Just a man who had been pack for twenty years and was still being pack and was also, quietly, being something else entirely.

He got up at four.

Went to his father’s desk.

Sat there in the dark for a long time.

Callum arrived at seven.

Same knock. Same coffee. Same steady unremarkable presence that had been part of the estate’s texture for so long that Damian had stopped seeing it the way you stopped seeing furniture.

He saw it now.

"Sit down," Damian said.

Callum sat.

Damian looked at him across the desk.

Directly. The full alpha attention that he usually rationed because most people found it uncomfortable to hold for long.

Callum held it.

Steady. Calm. The specific quality of someone with nothing to hide or someone very practiced at looking that way. freēwēbηovel.c૦m

"I need to tell you something," Damian said. "About Vessa."

Callum waited.

"She’s agreed to testify," Damian said. "Publicly. At the Conclave. If Malachai files the Biological Sovereignty Clause she’ll appear as a witness for our counter." He paused. "She was present the night Eve’s parents died. Her testimony would be.....significant."

He watched Callum’s face.

Nothing.

Not a flicker. Not a shift. Just....attentive. Nodding slightly. The face of a man receiving important pack information and processing it appropriately. freewёbn૦νeɭ.com

He was good.

He was so good.

"That changes things considerably," Callum said.

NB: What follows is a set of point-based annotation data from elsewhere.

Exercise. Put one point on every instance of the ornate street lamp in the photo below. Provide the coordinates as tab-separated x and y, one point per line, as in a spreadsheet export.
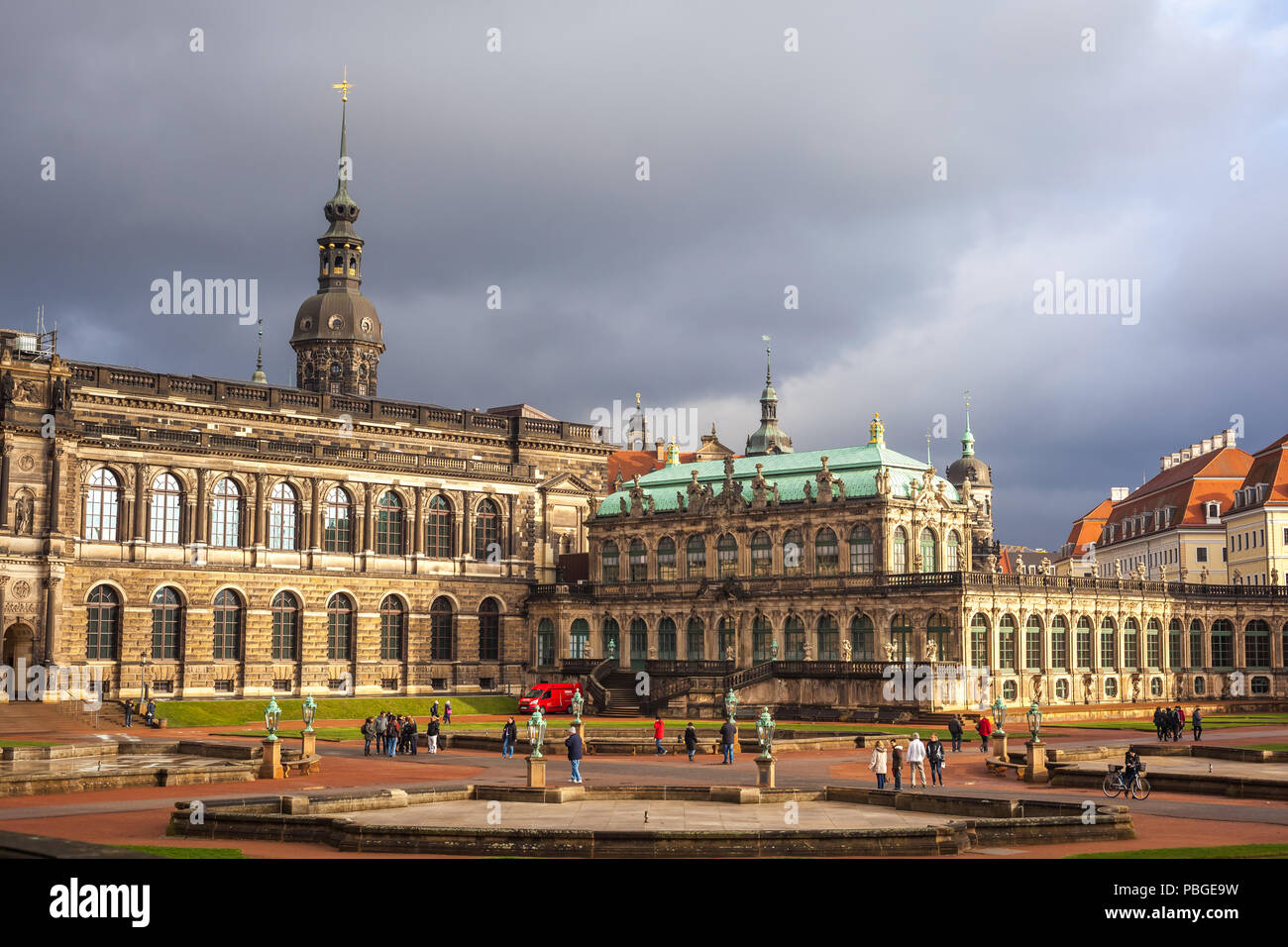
536	733
1034	716
271	718
765	733
309	709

"Yes," Damian said. "It does."

"Does Malachai know about her yet."

"No," Damian said. "That’s why I’m telling you now. Before it goes wider. I want to control how this information moves."

Callum nodded.

"Of course," he said. "Who else knows."

"The four of us," Damian said. "And now you."

Callum nodded again.

Set down his cup.

Picked up the morning schedule.

"I’ll keep it close," he said.

"I know you will," Damian said.

He told Vessa that morning.

Sealed letter. Same courier system she’d established.

We’ve given him the second piece. Vessa willing to testify publicly. Wait for movement.

Her response came in six hours.

The fastest yet.

He’s already moving. Malachai has been contacted. He’s pulling the filing entirely....won’t risk a public witness. Callum delivered within the hour.

Within the hour.

Damian read it twice.

Set it down.

Within the hour of leaving this study Callum had passed it on.

He’d walked out of the door and gone somewhere in this estate and contacted whoever he contacted and passed on information about a woman whose existence was supposed to be secret and whose testimony could destroy twenty years of Malachai’s careful architecture.

Damian stayed inside the office for one more hour, then he stood up.